共同研究の大変さとプロジェクトの取り組み

金属材料研究所(IMR)の谷村です。前任の先生から担当を引き継ぎ気づけば3年目、グループの中ではそこそこの中堅(?)となってしまいました。

私も元々はワークショップにて一般参加者として参加した身であり、これまでに様々なイベントを企画・準備することで、プロジェクトの運営を行う側としての楽しさ・難しさを経験させていただきました。およそ半年前、今年度中にはオンサイトのイベントを開催できるといいなあということをワーキンググループ会議で話していたことを記憶していますが、最近では新型コロナウイルスが再び蔓延しつつあり、アンサンブルプロジェクトのみならず、各種学会などのオンサイト開催が再び遠のいたようで歯痒い気持ちでいる昨今です。

さて、本来このような場では、「共同研究の素晴らしさ」というポジティブな観点からのアンサンブルプロジェクトの魅力をお伝えするべきだと思いますが、これについてはワーキンググループの他の先生方がこれまで発信してきた、あるいは今後発信していってもらえると思いますので、ここではあえて「共同研究を開始することの大変さ」というネガティブな点について述べ、アンサンブルブルプロジェクトの役割についての所見を述べさせていただければと思います。ダイバーシティの重要性が唱えられている昨今、グループ内に一人くらいそういうへそ曲がりが存在してもいいのではないでしょうか?
(以下で述べるのは谷村個人の見解であり、ワーキンググループ全体の総意ではないことをあらかじめお断りさせていただきます)

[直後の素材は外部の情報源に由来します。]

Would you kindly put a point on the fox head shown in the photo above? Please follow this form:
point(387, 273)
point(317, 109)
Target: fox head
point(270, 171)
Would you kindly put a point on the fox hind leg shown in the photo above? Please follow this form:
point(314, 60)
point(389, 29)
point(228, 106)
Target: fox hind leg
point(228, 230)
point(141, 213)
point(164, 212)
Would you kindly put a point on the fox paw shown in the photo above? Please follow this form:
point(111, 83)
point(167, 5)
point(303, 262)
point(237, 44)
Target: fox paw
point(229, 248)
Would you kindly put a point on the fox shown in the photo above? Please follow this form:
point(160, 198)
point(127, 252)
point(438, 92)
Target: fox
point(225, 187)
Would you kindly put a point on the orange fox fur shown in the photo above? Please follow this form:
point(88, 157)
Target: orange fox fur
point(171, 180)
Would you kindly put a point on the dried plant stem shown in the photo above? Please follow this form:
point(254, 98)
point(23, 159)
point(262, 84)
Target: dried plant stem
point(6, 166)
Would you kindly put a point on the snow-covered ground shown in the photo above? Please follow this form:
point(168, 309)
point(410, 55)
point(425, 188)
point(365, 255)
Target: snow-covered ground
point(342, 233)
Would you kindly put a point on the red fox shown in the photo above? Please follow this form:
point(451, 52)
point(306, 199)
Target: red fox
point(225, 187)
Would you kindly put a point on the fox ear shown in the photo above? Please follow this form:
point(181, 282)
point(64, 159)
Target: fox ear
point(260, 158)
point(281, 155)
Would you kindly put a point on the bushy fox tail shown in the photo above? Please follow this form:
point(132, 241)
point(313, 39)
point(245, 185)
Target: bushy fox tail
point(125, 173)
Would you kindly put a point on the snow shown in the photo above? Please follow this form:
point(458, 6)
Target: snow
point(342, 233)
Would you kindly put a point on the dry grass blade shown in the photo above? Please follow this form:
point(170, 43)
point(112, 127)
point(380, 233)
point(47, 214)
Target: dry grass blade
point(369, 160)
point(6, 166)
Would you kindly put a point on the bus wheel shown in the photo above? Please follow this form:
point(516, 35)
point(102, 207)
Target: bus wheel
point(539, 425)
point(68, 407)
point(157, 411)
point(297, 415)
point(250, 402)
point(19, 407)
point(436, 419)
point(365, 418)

まず、異分野共同研究を開始することは率直に言ってかなり勇気のいることである、と言えると思います。共同研究の開始には「自分と異なるバックグラウンドを持つ研究者と出会い」、「新しい研究を計画・実行する」という2つのハードルを乗り越える必要があります。実験・データ解析・学生指導などの日々の業務に追われる身において、業績にはつながらないかもしれない萌芽的な仕事を新たに開始するということはなかなか大変で、それよりは現在行っている研究に集中し、着実な成果を出したほうが良いのではないかと考えてしまう、ということについては若手研究者の方であれば共感をいただけるのではないでしょうか。
私の所属する金属材料研究所には先端エネルギー材料理工共創研究センター(通称E-IMR)が設置されており、そこでも異なる研究室間の若手研究者の連携を促進するため、エネルギー関連の共同研究を行う若手研究者グループに予算を提供する、というプロジェクトが行われています。予算額は小規模の科研費予算に匹敵する程度には大きい額で、若手研究者にとってはかなりお得な制度となっているのですが、毎年1,2グループしか申請せず金研所属の若手研究者間の連携がなかなかうまく行っていない(?)ことを示す例となっています。

一方で、「世代の近い若手研究者との交流を図りたい」「他人の研究を理解して見聞を深め、更に可能であれば自分の専門を活かしたい」という共同研究に対するポジティブな考えも、多くの若手研究者に共通しているものだと思います。
上記のような点を踏まえ、若手アンサンブルプロジェクトでは、ハードルの1つ目である「若手研究者の出会いの場を提供」し、「より申請者にかかる負担の少ない形での研究支援」を行うことにあると考え、様々な取り組みを行ってきています。例として前者については毎年ワークショップという形でイベントを開催し、懇親会を通じて参加者の交流を図っています。オンサイトでの開催が困難な状況下、前回のワークショップはwebアプリ上で、バーチャルポスターセッション、オンライン懇親会という新しい形で行われました。後者については昨年度から、申請書の簡素化を行い、採択にあたってはランダム抽選を行うなど、新しい試みが行われています。

この記事を読まれた東北大学の若手研究者の皆様におかれましては、ぜひ一度ワークショップ会場に足を運んでいただき、異分野交流を楽しんでいただきたいと思います。そこで共同研究の話が持ち上がれば、研究計画などは自然に進むものだと思いますし、分野が違いすぎて共同研究の話につながらなくとも、学内に知り合いの研究者が一人でも増えるということは、なかなか楽しい・心強いものかと思います。

今後も引き続き「共同研究の大変さ」を乗り越え、より多くの方が、より気軽に参加できる若手研究者間の交流の場を提供し、気楽な異分野共同研究を実現するように、ワーキンググループ内で新しい取り組みを行っていきたいと思います。